«Il solo fatto che l’uso della bicicletta offra una dimensione concreta al sogno di un mondo utopico in cui la gioia di vivere sia finalmente prioritaria per ognuno e assicuri il rispetto di tutti ci dà una ragione per sperare: ritorno all’utopia e ritorno al reale coincidono. In bicicletta, per cambiare la vita! Il ciclismo come forma di umanesimo». Non potevamo non iniziare con una delle sue tantissime riflessioni sulla bellezza e sul potere della bicicletta. Marc Augé, antropologo e filosofo di fama internazionale, è morto all’età di 87 anni.
Oltre dieci anni fa Marc Augé è stato ospite di Fabio Fazio su Rai 3 (qui sopra è disponibile l’intera intervista). «A pensarci bene – evidenziava – ci si rende conto che le biciclette ci sottolineano il tempo costantemente. Si sperimenta il corpo, il limite delle nostre forze e l’obbligo che ci vuole un po’ di tempo per spostarsi da un punto all’altro». Il suo libro Il bello della bici è stato pubblicato nel 2009 da Bollati Boringhieri.
Marc Augé è stato l’antropologo che ha coniato il neologismo nonluogo.
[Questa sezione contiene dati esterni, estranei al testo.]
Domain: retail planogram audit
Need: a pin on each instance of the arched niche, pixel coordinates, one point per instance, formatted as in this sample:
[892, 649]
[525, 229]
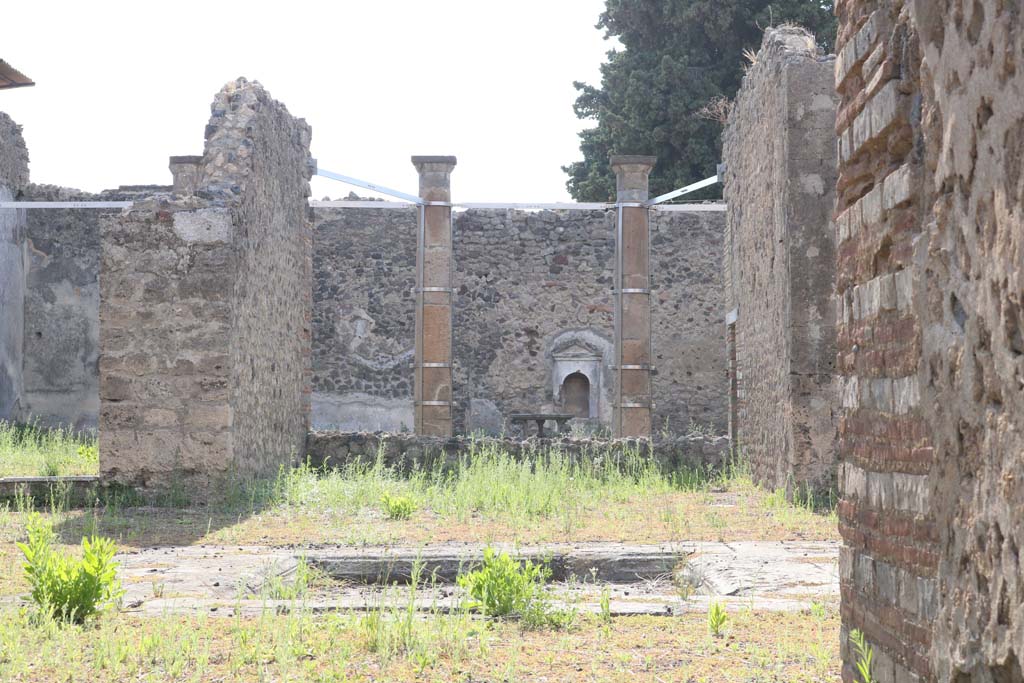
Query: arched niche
[586, 353]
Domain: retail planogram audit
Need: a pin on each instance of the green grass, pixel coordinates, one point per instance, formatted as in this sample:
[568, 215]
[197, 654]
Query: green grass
[31, 451]
[486, 481]
[388, 644]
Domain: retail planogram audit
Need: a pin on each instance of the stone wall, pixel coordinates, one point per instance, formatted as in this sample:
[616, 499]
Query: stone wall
[779, 261]
[930, 279]
[406, 452]
[364, 318]
[205, 309]
[532, 302]
[13, 179]
[61, 307]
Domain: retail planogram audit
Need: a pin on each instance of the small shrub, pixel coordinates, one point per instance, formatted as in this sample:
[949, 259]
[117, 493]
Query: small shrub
[69, 589]
[717, 617]
[864, 653]
[88, 453]
[397, 507]
[504, 587]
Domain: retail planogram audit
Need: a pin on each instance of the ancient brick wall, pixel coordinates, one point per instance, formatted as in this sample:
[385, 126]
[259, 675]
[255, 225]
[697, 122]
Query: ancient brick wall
[364, 318]
[778, 261]
[972, 276]
[409, 452]
[929, 274]
[13, 179]
[205, 309]
[529, 286]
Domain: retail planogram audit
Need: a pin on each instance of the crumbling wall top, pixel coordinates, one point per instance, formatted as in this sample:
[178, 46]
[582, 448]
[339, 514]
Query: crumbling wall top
[14, 157]
[229, 159]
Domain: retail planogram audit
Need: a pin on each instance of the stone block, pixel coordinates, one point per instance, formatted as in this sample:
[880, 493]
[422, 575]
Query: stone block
[436, 333]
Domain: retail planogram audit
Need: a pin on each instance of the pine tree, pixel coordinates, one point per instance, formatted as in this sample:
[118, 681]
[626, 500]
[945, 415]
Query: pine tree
[677, 56]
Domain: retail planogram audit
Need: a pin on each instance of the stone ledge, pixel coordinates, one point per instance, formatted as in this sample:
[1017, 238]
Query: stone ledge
[332, 449]
[80, 488]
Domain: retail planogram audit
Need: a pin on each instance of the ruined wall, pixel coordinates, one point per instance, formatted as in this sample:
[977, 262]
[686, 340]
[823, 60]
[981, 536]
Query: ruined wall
[364, 336]
[778, 261]
[13, 178]
[929, 271]
[529, 286]
[61, 307]
[409, 452]
[205, 309]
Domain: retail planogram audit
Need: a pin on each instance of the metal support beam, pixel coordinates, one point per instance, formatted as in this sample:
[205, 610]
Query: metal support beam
[368, 185]
[684, 190]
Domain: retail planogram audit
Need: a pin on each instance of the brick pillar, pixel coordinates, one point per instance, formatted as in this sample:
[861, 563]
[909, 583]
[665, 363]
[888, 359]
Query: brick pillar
[633, 347]
[433, 298]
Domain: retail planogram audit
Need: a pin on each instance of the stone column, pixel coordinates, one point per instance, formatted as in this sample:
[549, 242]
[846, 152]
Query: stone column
[433, 298]
[633, 348]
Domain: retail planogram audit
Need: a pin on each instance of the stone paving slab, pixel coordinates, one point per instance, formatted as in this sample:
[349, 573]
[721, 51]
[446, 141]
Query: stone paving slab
[760, 574]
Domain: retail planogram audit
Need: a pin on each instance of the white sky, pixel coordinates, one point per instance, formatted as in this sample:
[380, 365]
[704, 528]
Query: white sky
[121, 86]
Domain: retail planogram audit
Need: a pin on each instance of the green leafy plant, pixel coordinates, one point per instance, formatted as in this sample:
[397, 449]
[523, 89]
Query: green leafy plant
[88, 453]
[505, 587]
[70, 589]
[397, 507]
[864, 654]
[717, 617]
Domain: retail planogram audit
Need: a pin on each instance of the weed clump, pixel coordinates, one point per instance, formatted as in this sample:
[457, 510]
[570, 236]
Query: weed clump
[505, 587]
[67, 588]
[397, 507]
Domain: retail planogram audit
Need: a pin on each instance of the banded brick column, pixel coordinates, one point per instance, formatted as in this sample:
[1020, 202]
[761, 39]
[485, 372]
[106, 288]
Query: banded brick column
[433, 298]
[888, 562]
[633, 347]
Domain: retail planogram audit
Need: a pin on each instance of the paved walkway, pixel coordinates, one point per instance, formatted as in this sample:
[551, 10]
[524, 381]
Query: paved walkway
[651, 580]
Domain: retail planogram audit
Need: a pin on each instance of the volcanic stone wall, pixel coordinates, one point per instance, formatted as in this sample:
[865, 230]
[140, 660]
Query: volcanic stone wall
[528, 286]
[13, 179]
[205, 310]
[779, 261]
[61, 307]
[930, 264]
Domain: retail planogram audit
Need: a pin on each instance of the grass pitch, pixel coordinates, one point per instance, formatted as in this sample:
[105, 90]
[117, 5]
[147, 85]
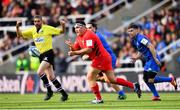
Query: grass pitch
[79, 101]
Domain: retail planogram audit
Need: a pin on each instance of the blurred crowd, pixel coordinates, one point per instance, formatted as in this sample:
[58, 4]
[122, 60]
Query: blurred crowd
[162, 28]
[29, 8]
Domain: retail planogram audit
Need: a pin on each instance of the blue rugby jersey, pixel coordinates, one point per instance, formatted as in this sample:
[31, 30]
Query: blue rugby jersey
[107, 47]
[140, 42]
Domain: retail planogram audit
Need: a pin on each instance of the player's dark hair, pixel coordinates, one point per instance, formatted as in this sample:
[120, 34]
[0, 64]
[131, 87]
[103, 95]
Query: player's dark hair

Moltissimi dei pensieri espressi dal filosofo trent’anni fa rivelano ancora oggi la propria attualità, in un periodo nel quale in Italia e nel mondo il modello di città è chiamato a un cambiamento radicale per la sicurezza e la qualità della vita delle persone. «Andare in bici in fondo è fare un luogo perché si guarda, si ritorna al tempo, alla storia. Ma è anche un atto sociale, perché non si pedala sempre da soli».